Consider keeping a reading journal or at the least use these guiding questions to help you develop your analytical comments or discussion questions.   I’m going to pass along several bits of advice from the scholar David Mikics in this regard.  Simply taking the time to summarize the main elements of the reading can have its uses, as it can also point to places where you have confusion (‘what exactly did happen?’) and help you remember it.  However, he strongly encourages—and so do I—that you push past summary.   Instead, try to consider “where the text has led you, the spur it has given your mind” (both in terms of its story and your own thinking about it); “the author’s stance and style” (what is the “basic idea” or point of view of the author; what is the style by which the author tells her story?), and to carry on a “give-and take between author and reader.”  You can, of course, also record your responses to moments in the story and particular characters: if you like or don’t like something or someone, however, try to get at why (and whether you think the author intends you to react as you are). 

What is the difference between an opinion and an analytical comment?  I would consider opinions to often fall into the category of quick, personal judgements.   Examples of those would be: “I didn’t like the part with the Ents.”  “That Draco Malfoy is so nasty.”  “I just couldn’t get into it.”  

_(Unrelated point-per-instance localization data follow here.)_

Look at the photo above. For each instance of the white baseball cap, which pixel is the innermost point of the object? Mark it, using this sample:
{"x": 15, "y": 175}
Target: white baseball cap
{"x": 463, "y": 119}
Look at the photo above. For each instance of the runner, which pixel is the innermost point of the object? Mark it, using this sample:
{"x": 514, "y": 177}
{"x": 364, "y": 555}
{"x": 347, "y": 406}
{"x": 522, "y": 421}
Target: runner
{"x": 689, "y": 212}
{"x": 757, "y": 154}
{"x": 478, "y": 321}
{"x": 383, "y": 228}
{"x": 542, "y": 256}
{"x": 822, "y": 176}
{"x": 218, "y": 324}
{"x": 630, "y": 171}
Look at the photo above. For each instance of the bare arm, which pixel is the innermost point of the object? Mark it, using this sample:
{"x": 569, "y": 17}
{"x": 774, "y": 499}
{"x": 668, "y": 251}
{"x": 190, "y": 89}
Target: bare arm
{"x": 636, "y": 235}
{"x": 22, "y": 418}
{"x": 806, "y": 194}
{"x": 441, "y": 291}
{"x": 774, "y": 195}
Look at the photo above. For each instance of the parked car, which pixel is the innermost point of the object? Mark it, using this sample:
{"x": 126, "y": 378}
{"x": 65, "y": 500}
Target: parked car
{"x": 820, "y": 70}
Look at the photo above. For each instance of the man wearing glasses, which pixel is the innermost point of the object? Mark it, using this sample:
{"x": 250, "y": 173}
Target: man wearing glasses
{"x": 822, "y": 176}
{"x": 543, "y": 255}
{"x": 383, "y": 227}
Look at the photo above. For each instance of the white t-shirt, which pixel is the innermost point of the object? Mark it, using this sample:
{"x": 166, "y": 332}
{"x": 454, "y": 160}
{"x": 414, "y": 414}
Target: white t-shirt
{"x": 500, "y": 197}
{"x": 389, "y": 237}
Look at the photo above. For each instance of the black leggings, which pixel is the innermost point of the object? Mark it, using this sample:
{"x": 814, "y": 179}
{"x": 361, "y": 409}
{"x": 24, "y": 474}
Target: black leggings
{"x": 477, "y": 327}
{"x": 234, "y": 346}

So, what would be a good analytical comment?  I think perhaps more than anything readers need to try to read with the grain and to read sympathetically to start.  So rather than relying on your likes and dislikes, try to think about why the author may have made the choices she did.   For example: “Perhaps part of Tolkien’s point about the Ents is that they are supposed to be difficult to relate to because they represent an older way of thinking that has been lost.”  Reading with the grain or with an eye towards trying to figure out what Mikics calls the “big idea” doesn’t mean that you cannot criticize those ideas.  However, your criticism will be stronger, more effective and more persuasive if you have first tried to read with the author’s apparent views in mind (that said, we often spend a lot of our time reading fiction trying to figure out those intents because they are not always self-evident; however, it can also sometimes be a challenge to do that same thing with critical essays by academics).   A few more examples:  “I have been trying to figure just why I struggled to understand the Lothlorian section of the novel.  I think it has to do with how much the novel becomes strangely mystical at that point.”  (The key here and in the last example is that the writer actually built from that initial personal reaction).   

How do I develop a good discussion question?   You can see that this comment might lead to one, for example: “ “I have been trying to figure just why I struggled to understand the Lothlorian section of the novel.  I think it has to do with how much the novel becomes strangely mystical at that point.”  The next step might be to ask: “Why did Tolkien make this section so mystical and dream-like?  What might he have been trying to say through that approach?”   So, good discussion questions can be about the meaning of the texts.    At their best, they are often genuine questions--perhaps one you have ideas about in terms of answers, but not necessarily ones you are sure about.  “Are we supposed to view the Dwarves as greedy?  If so, why?”   “Why don’t Elves seem to treasure immortality?”   “What is Rowling saying about celebrities through Harry?”  Some good discussion questions might not be fully answerable, but still intriguing to readers: “Do Orcs have inner lives and complex personalities?”  Even though we might not be able to answer those, we could use that question to consider another one: “Why doesn’t Tolkien show us the inner-lives of Orcs?”